Background Vitamin D is important for the maintenance of the musculoskeletal system, is positively associated with muscle strength and physical performance, and is inversely associated with fall and fracture risk. The major determinants of serum vitamin D concentration are sunlight exposure and intake from diet or supplements; however, genetic variants affecting serum vitamin D concentration were recently identified in a meta-analyses of genome-wide association studies in Caucasian populations.1,2 We investigated the genetic variants associated with serum vitamin D concentration and the occurrence of hip fracture in Japanese rheumatoid arthritis (RA) patients.
Objectives The purpose of this study is to identify the genetic variants associated with serum vitamin D concentration and the occurrence of hip fracture in Japanese RA patients.

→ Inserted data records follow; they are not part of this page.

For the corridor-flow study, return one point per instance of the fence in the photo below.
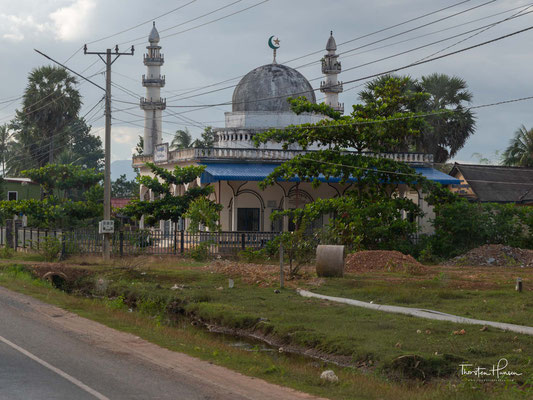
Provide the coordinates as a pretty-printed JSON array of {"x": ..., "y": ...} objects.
[{"x": 135, "y": 242}]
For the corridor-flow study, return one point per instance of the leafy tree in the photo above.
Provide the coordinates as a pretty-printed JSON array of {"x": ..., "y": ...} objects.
[
  {"x": 86, "y": 148},
  {"x": 182, "y": 139},
  {"x": 207, "y": 139},
  {"x": 165, "y": 205},
  {"x": 444, "y": 133},
  {"x": 371, "y": 213},
  {"x": 124, "y": 188},
  {"x": 139, "y": 148},
  {"x": 520, "y": 150},
  {"x": 4, "y": 146},
  {"x": 51, "y": 103}
]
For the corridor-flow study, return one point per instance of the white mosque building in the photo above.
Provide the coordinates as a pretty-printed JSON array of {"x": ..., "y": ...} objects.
[{"x": 234, "y": 167}]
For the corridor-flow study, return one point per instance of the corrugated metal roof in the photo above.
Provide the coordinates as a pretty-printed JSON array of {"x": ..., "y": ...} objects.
[
  {"x": 495, "y": 183},
  {"x": 215, "y": 172}
]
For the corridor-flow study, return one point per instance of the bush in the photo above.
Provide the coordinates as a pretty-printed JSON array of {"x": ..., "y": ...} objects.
[
  {"x": 462, "y": 226},
  {"x": 6, "y": 252},
  {"x": 50, "y": 248},
  {"x": 201, "y": 252}
]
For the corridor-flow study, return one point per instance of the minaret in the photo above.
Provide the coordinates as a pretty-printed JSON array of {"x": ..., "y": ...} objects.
[
  {"x": 331, "y": 67},
  {"x": 153, "y": 105}
]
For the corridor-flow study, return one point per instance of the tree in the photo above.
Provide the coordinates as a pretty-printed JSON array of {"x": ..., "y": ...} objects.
[
  {"x": 123, "y": 188},
  {"x": 182, "y": 139},
  {"x": 207, "y": 140},
  {"x": 50, "y": 104},
  {"x": 444, "y": 133},
  {"x": 165, "y": 205},
  {"x": 520, "y": 150},
  {"x": 86, "y": 148},
  {"x": 447, "y": 132},
  {"x": 4, "y": 146},
  {"x": 139, "y": 148},
  {"x": 371, "y": 213}
]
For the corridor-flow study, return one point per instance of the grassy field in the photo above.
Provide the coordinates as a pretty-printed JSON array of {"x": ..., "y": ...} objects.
[{"x": 394, "y": 356}]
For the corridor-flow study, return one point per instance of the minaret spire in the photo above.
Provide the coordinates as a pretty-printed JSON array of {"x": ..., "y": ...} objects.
[
  {"x": 331, "y": 67},
  {"x": 153, "y": 105}
]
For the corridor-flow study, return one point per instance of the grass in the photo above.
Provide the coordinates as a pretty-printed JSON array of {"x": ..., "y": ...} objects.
[
  {"x": 484, "y": 293},
  {"x": 369, "y": 338}
]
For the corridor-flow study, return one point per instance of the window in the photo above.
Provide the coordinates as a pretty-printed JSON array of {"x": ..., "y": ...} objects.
[{"x": 248, "y": 219}]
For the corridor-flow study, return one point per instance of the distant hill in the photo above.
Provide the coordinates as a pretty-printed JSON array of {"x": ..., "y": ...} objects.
[{"x": 122, "y": 167}]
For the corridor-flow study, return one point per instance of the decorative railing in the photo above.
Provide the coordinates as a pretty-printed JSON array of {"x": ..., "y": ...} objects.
[
  {"x": 198, "y": 154},
  {"x": 159, "y": 81}
]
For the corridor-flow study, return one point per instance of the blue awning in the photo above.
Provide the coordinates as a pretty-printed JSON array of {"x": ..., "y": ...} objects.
[{"x": 216, "y": 172}]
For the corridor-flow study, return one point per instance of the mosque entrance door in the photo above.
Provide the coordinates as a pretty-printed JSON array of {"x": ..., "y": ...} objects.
[{"x": 248, "y": 219}]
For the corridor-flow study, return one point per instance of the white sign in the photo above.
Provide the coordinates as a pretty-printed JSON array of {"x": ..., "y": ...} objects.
[
  {"x": 161, "y": 152},
  {"x": 106, "y": 226}
]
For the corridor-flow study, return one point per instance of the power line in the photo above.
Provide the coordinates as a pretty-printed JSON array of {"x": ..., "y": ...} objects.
[
  {"x": 391, "y": 71},
  {"x": 349, "y": 41},
  {"x": 186, "y": 22}
]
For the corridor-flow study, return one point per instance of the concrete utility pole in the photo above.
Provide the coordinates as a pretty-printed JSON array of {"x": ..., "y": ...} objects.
[{"x": 106, "y": 250}]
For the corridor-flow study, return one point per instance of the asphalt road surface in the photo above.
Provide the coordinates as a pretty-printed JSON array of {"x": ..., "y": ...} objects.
[{"x": 48, "y": 353}]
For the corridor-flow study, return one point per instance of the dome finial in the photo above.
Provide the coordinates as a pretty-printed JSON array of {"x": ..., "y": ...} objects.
[
  {"x": 154, "y": 35},
  {"x": 331, "y": 45},
  {"x": 274, "y": 45}
]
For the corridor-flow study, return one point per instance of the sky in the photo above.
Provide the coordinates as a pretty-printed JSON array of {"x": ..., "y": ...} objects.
[{"x": 201, "y": 51}]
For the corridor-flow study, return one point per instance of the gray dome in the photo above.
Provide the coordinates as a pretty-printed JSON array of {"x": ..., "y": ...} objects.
[{"x": 266, "y": 89}]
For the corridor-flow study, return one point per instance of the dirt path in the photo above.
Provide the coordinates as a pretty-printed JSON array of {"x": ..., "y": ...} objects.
[
  {"x": 217, "y": 379},
  {"x": 421, "y": 313}
]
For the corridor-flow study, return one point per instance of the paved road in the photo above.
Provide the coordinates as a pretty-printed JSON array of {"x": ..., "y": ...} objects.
[{"x": 48, "y": 353}]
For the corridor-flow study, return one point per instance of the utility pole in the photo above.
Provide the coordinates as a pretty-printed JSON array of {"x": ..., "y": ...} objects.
[{"x": 106, "y": 227}]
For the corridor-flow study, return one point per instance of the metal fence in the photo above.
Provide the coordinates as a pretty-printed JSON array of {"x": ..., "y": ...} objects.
[{"x": 135, "y": 242}]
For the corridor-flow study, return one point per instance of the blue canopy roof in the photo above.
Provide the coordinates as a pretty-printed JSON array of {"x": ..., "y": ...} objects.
[{"x": 215, "y": 172}]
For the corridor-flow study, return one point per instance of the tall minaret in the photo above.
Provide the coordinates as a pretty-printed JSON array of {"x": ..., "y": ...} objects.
[
  {"x": 331, "y": 67},
  {"x": 153, "y": 105}
]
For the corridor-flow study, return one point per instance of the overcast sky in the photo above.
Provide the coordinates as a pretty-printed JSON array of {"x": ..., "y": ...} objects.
[{"x": 234, "y": 45}]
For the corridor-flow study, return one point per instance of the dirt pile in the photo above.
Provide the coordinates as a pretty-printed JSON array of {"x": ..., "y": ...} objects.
[
  {"x": 375, "y": 260},
  {"x": 495, "y": 255}
]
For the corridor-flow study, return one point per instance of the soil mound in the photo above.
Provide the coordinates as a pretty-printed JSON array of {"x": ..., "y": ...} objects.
[
  {"x": 495, "y": 255},
  {"x": 373, "y": 260}
]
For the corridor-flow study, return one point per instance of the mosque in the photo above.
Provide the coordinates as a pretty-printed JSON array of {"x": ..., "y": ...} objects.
[{"x": 234, "y": 166}]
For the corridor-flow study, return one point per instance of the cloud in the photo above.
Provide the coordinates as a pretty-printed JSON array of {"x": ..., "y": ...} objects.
[
  {"x": 71, "y": 22},
  {"x": 15, "y": 26}
]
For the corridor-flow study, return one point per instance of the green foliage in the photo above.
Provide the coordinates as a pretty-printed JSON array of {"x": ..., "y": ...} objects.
[
  {"x": 6, "y": 252},
  {"x": 201, "y": 252},
  {"x": 182, "y": 139},
  {"x": 123, "y": 188},
  {"x": 461, "y": 226},
  {"x": 520, "y": 150},
  {"x": 50, "y": 248},
  {"x": 72, "y": 195},
  {"x": 166, "y": 206},
  {"x": 203, "y": 212},
  {"x": 50, "y": 105},
  {"x": 371, "y": 214},
  {"x": 444, "y": 133}
]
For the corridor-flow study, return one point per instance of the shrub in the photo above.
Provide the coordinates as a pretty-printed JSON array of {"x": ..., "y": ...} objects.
[
  {"x": 50, "y": 248},
  {"x": 461, "y": 226},
  {"x": 201, "y": 252}
]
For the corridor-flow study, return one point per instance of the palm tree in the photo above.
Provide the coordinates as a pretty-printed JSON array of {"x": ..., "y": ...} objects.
[
  {"x": 182, "y": 139},
  {"x": 4, "y": 141},
  {"x": 445, "y": 133},
  {"x": 50, "y": 104},
  {"x": 520, "y": 150}
]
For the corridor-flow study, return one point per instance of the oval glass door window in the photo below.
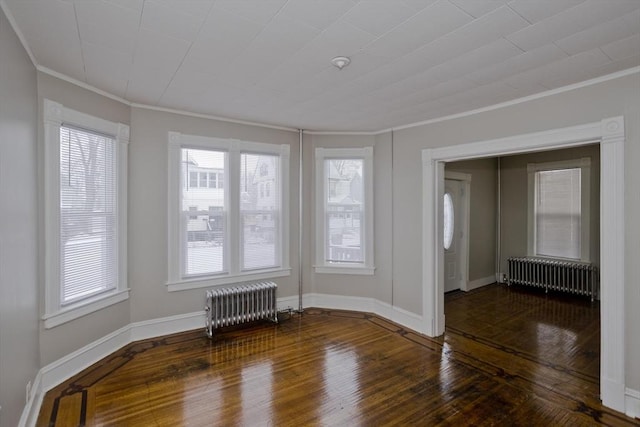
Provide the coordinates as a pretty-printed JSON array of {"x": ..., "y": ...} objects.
[{"x": 449, "y": 220}]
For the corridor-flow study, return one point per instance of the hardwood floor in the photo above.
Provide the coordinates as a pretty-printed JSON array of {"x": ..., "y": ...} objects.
[{"x": 508, "y": 357}]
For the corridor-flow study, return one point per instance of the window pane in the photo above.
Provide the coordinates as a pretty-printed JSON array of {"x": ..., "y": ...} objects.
[
  {"x": 88, "y": 239},
  {"x": 449, "y": 220},
  {"x": 203, "y": 214},
  {"x": 260, "y": 210},
  {"x": 558, "y": 213},
  {"x": 344, "y": 205}
]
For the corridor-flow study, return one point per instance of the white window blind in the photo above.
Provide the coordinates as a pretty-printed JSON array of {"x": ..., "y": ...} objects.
[
  {"x": 203, "y": 213},
  {"x": 88, "y": 220},
  {"x": 558, "y": 213},
  {"x": 344, "y": 204},
  {"x": 259, "y": 210}
]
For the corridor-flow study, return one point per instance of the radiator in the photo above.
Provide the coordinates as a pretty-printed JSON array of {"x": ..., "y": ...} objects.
[
  {"x": 575, "y": 277},
  {"x": 241, "y": 303}
]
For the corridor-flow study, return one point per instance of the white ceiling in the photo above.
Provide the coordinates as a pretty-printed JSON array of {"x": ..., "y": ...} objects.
[{"x": 268, "y": 61}]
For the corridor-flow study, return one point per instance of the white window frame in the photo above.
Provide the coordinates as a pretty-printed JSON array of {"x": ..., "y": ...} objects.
[
  {"x": 234, "y": 148},
  {"x": 55, "y": 115},
  {"x": 367, "y": 267},
  {"x": 584, "y": 164}
]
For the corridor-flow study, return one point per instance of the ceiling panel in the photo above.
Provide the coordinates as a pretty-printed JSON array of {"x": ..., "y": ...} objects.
[
  {"x": 571, "y": 21},
  {"x": 604, "y": 33},
  {"x": 269, "y": 60},
  {"x": 477, "y": 8},
  {"x": 535, "y": 11}
]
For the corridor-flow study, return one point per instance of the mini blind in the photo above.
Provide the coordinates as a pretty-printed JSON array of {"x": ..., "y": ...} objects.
[
  {"x": 344, "y": 216},
  {"x": 88, "y": 218},
  {"x": 260, "y": 207},
  {"x": 203, "y": 213},
  {"x": 558, "y": 213}
]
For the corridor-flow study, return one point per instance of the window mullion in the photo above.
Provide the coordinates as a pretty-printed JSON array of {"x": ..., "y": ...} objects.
[{"x": 234, "y": 256}]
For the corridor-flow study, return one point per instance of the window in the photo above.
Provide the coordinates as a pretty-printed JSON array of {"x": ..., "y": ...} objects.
[
  {"x": 559, "y": 209},
  {"x": 240, "y": 232},
  {"x": 344, "y": 203},
  {"x": 85, "y": 213}
]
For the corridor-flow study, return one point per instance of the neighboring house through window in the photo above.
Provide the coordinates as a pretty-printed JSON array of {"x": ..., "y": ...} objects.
[
  {"x": 228, "y": 229},
  {"x": 559, "y": 209},
  {"x": 344, "y": 215},
  {"x": 85, "y": 213}
]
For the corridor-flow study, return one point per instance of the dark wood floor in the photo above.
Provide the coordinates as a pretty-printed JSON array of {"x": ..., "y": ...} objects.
[{"x": 508, "y": 357}]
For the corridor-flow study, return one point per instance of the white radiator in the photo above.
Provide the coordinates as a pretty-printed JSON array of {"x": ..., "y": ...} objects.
[
  {"x": 575, "y": 277},
  {"x": 241, "y": 303}
]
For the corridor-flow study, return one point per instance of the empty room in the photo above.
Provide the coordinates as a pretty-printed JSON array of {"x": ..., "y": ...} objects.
[{"x": 305, "y": 212}]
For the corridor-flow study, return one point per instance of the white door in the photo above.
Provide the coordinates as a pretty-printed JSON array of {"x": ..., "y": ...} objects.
[{"x": 453, "y": 234}]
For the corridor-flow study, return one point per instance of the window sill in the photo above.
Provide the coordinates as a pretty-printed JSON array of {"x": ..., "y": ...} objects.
[
  {"x": 343, "y": 269},
  {"x": 83, "y": 308},
  {"x": 207, "y": 282}
]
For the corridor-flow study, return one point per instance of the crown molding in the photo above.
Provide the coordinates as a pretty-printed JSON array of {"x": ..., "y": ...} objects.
[{"x": 551, "y": 92}]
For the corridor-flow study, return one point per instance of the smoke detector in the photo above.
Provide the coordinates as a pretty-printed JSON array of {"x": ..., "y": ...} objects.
[{"x": 340, "y": 62}]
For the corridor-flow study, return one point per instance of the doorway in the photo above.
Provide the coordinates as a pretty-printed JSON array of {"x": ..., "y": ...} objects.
[
  {"x": 609, "y": 133},
  {"x": 456, "y": 230}
]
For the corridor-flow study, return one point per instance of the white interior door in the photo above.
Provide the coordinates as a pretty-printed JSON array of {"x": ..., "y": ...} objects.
[{"x": 453, "y": 234}]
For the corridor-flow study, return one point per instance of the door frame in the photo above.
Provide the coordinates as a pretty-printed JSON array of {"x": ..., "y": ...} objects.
[
  {"x": 610, "y": 134},
  {"x": 465, "y": 178}
]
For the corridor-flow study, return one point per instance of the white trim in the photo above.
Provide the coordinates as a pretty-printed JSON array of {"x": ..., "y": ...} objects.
[
  {"x": 632, "y": 403},
  {"x": 183, "y": 285},
  {"x": 344, "y": 269},
  {"x": 483, "y": 281},
  {"x": 610, "y": 133},
  {"x": 167, "y": 325},
  {"x": 612, "y": 263},
  {"x": 91, "y": 305},
  {"x": 16, "y": 29},
  {"x": 31, "y": 410}
]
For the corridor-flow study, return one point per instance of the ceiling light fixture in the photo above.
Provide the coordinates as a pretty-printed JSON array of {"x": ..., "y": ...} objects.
[{"x": 340, "y": 62}]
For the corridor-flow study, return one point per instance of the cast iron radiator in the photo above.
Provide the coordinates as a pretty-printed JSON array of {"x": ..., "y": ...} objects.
[
  {"x": 241, "y": 303},
  {"x": 575, "y": 277}
]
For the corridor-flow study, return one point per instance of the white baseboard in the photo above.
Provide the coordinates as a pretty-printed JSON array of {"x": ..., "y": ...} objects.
[
  {"x": 632, "y": 403},
  {"x": 73, "y": 363},
  {"x": 64, "y": 368},
  {"x": 368, "y": 305},
  {"x": 612, "y": 394},
  {"x": 478, "y": 283},
  {"x": 31, "y": 410}
]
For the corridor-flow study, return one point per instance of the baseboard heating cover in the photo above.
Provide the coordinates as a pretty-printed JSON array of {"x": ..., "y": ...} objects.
[
  {"x": 240, "y": 303},
  {"x": 566, "y": 276}
]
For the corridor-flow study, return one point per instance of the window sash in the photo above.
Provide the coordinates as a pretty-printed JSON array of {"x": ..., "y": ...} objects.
[
  {"x": 558, "y": 213},
  {"x": 344, "y": 218},
  {"x": 241, "y": 261},
  {"x": 88, "y": 233}
]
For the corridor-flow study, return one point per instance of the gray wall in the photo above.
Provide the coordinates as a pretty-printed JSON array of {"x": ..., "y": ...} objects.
[
  {"x": 483, "y": 210},
  {"x": 575, "y": 107},
  {"x": 377, "y": 286},
  {"x": 64, "y": 339},
  {"x": 514, "y": 198},
  {"x": 148, "y": 206},
  {"x": 19, "y": 354}
]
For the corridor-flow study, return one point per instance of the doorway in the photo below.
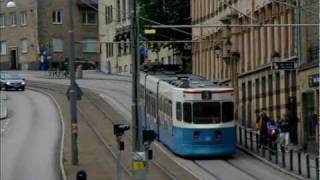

Methods We obtained DNA samples of 2068 Japanese RA patients from the IORRA (Institute of Rheumatology Rheumatoid Arthritis cohort study) DNA collection. IORRA is a project of a large-scale observational RA cohort. All of the patients who donated DNA samples consented to participate in this study in accordance with the process approved by the Tokyo Women’s Medical University Genome Ethics Committee. All of the patients satisfied the American College of Rheumatology 1987 revised criteria for the classification of RA. Five of the single nucleotide polymorphisms (SNPs) reported by Wang TJ, et al.1 and Ahn J, et al.2 were selected: rs2282679 in GC, rs12785878, rs1790349, rs3829251 in or near DHCR7/NADSYN1, and rs10741657 near CYP2R1. SNP genotyping was performed using the TaqMan fluorogenic 5’ nuclease assay (Applied Biosystems, Tokyo, Japan). In 933 of 2068 Japanese RA patients, serum 25-hydroxyvitamin D [25(OH)D] concentrations were measured. The occurrence of hip fracture was picked up from the patient questionnaires performed in IORRA, and confirmed by review of medical records and radiographs. Eventually we included 97 hip fractures in 97 patients in this study. Univariate regression analyses for serum 25(OH)D concentration were performed in 933 Japanese RA patients. Prediction analysis for the occurrence of hip fracture was performed using multivariate Cox proportional hazards regression models in 2068 Japanese RA patients.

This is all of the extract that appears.